Dear Edvard: Everything that is happening today proves that when governments fail to regulate the Internet, unscrupulous actors simply use it to their own advantage. By restricting access, we are making the Internet safer for everyone.

– Abdel Fattah El-Sisi
Cairo, Egypt

Dear Abdel: Sure, if by “making the Internet safer for everyone”, you mean “fostering resentment that will come crashing down on you in a wave of protest because your citizens are humans whose thoughts cannot be policed”.

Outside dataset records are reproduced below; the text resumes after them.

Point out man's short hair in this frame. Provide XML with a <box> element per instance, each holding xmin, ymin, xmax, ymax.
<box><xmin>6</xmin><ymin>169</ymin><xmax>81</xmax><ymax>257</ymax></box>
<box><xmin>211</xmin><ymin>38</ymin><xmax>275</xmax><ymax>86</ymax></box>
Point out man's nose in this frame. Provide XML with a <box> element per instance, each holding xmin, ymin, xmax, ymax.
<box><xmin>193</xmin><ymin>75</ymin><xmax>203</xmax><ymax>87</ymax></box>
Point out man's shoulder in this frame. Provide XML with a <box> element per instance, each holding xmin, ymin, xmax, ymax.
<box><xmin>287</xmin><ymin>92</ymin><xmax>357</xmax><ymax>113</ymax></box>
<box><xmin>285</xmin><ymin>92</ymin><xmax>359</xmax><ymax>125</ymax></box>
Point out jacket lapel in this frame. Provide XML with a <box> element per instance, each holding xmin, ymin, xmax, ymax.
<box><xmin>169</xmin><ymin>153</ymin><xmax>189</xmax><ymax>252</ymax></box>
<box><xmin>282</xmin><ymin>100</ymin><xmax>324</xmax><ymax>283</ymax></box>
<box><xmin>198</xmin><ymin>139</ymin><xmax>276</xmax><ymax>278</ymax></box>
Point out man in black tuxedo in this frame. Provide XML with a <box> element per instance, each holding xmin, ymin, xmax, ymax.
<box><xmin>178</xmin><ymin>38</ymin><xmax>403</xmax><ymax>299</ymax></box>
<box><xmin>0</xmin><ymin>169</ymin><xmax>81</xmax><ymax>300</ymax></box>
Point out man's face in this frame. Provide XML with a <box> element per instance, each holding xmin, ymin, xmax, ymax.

Dear Edvard: What steps should I take to prevent the spread of misinformation on Wikipedia? I want to ban it, but I feel like that’s more trouble than it’s worth.

– Trần Đại Quang
Hanoi, Vietnam

Dear Trần: It is.


Dear Edvard: We have nearly completed our project to make our own Internet free from foreign influence, where everyone will be free to share their thoughts and ideas in a manner consistent with the revolution.

– Hassan Rouhani
Tehran, Iran

Dear Hassan: My thoughts and ideas on this matter are indeed consistent with the revolution. But I don’t think you’re going to want to know which revolution.


Dear Edvard: Why am I writing to you? Haven’t we blocked GoobNet yet?

– Xi Jinping
Beijing, China PR

Dear Jinping: Good question. I am surprised that you are aware of our existence.